Is a Python closure a good replacement for `__all__`?_问答_开发者

Is it a good idea to use a closure instead of __all__ to limit the names exposed by a Python module? This would prevent programmers from accidentally using the wrong name for a module (import urllib; urllib.os.getlogin()) as well as avoiding "from x import *" namespace pollution as __all__.

def _init_module():
   global foo
   import bar
   def foo():
       return bar.baz.operation()
   class Quux(bar.baz.Splort): pass
_init_module(); del _init_module

vs. the same module using __all__:

__all__ = ['foo']
import bar
def foo():
    return bar.baz.operation()
class Quux(bar.baz.Splort): pass

Functions could just adopt this style to avoid polluting the module namespace:

def foo():
    import bar
    bar.baz.operation()

This might be helpful for a large package that wants to help users distinguish its API from the package's use of its and other modules' API during interactive introspection. On the other hand, maybe IPython should simply distinguish names in __all__ during tab completion, and more users should use an IDE that allows them to jump between file开发者_运维知识库s to see the definition of each name.

I am a fan of writing code that is absolutely as brain-dead simple as it can be.

__all__ is a feature of Python, added explicitly to solve the problem of limiting what names are made visible by a module. When you use it, people immediately understand what you are doing with it.

Your closure trick is very nonstandard, and if I encountered it, I would not immediately understand it.

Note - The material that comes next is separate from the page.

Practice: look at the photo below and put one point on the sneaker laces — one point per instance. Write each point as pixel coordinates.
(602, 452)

You would need to put in a long comment to explain it, and then you would need to put in another long comment to explain why you did it that way instead of using __all__.

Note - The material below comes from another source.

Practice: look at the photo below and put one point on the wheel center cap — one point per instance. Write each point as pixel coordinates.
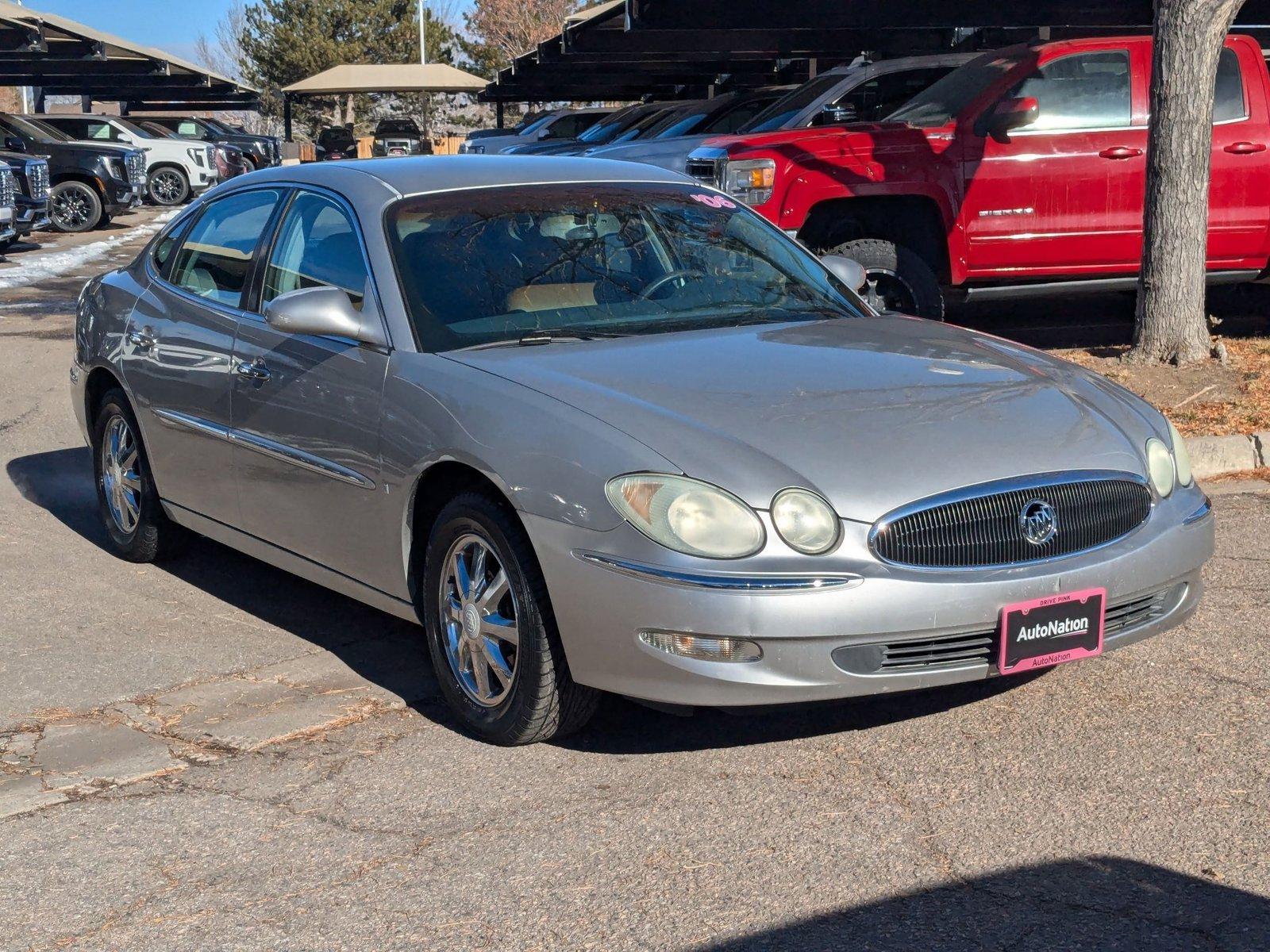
(471, 621)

EDIT: Now that I understand the problem a little better, here is an alternate answer.

In Python it is considered good practice to prefix private names with an underscore in a module. If you do from the_module_name import * you will get all the names that do not start with an underscore. So, rather than the closure trick, I would prefer to see correct use of the initial-underscore idiom.

Note that if you use the initial underscore names, you don't even need to use __all__.

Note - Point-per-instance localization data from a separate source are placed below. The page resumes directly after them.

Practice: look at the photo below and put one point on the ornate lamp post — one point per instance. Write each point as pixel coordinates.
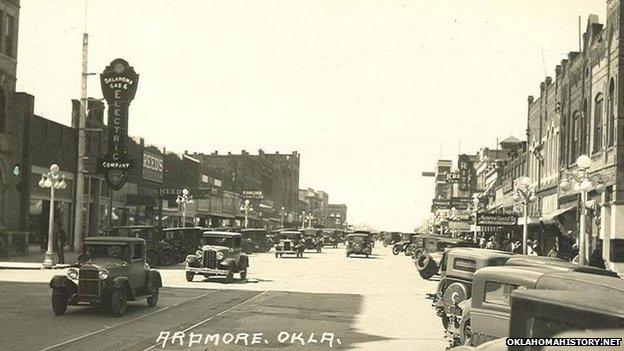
(525, 194)
(585, 183)
(54, 181)
(182, 200)
(246, 207)
(282, 213)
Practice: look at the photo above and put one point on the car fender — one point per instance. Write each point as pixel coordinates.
(154, 279)
(123, 283)
(63, 282)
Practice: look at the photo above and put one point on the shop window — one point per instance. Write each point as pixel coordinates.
(598, 123)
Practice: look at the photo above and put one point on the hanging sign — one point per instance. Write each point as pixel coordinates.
(119, 83)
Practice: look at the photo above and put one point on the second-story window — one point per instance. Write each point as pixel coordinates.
(598, 123)
(9, 41)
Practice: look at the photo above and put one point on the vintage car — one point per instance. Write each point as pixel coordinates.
(159, 252)
(485, 315)
(257, 238)
(331, 237)
(221, 255)
(402, 244)
(185, 241)
(111, 272)
(428, 263)
(457, 268)
(312, 239)
(390, 238)
(290, 244)
(358, 244)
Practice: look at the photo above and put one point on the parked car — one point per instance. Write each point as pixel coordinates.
(330, 237)
(457, 268)
(390, 238)
(112, 272)
(185, 241)
(428, 263)
(258, 237)
(290, 244)
(485, 316)
(312, 239)
(221, 255)
(159, 252)
(358, 244)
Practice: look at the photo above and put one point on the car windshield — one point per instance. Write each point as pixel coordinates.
(217, 240)
(105, 251)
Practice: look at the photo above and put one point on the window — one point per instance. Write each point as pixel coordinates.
(137, 252)
(598, 123)
(10, 37)
(611, 114)
(498, 293)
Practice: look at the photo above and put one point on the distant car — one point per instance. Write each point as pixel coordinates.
(428, 263)
(112, 272)
(258, 237)
(159, 252)
(485, 316)
(221, 255)
(290, 244)
(358, 244)
(185, 241)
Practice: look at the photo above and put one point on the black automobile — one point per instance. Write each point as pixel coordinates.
(111, 272)
(159, 252)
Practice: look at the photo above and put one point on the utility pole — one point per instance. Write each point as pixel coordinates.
(79, 201)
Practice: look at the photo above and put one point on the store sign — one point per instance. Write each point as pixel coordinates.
(153, 167)
(496, 219)
(119, 84)
(252, 194)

The problem with from x import * is that it can hide NameErrors which makes trivial bugs hard to track down. "namespace pollution" means adding stuff to the namespace that you have no idea where it came from.

Which is kind of what your closure does too. Plus it might confuse IDEs, outlines, pylint and the like.

Using the "wrong" name for a module is not a real problem either. Module objects are the same from wherever you import them. If the "wrong" name disappears (after a update) it should be clear why and motivate the programmer to do it properly next time. But it doesn't cause bugs.

Okay, I'm beginning to understand this issue a bit more. The closure really does allow for hiding private stuff. Here's a simple example.

Without the closure:

# module named "foo.py"
def _bar():
    return 5

def foo():
    return _bar() - 2

With the closure:

# module named "fooclosure.py"
def _init_module():
    global foo
    def _bar():
        return 5

    def foo():
        return _bar() - 2

_init_module(); del _init_module

Sample of usage:

>>> import foo
>>> dir(foo)
['__builtins__', '__doc__', '__file__', '__name__', '__package__', '_bar', 'foo']
>>>
>>> import fooclosure
>>> dir(fooclosure)
['__builtins__', '__doc__', '__file__', '__name__', '__package__', 'foo']
>>>

This is actually disturbingly subtle. In the first case, function foo() simply has a reference to the name _bar(), and if you were to remove _bar() from the name space, foo() would stop working. foo() looks up _bar() each and every time it runs.

In contrast, the closure version of foo() works without _bar() existing in the name space. I'm not even certain how it works... is it holding a reference to the function object created for _bar(), or is it holding a reference to a name space that still exists, such that it can look up the name _bar() and find it?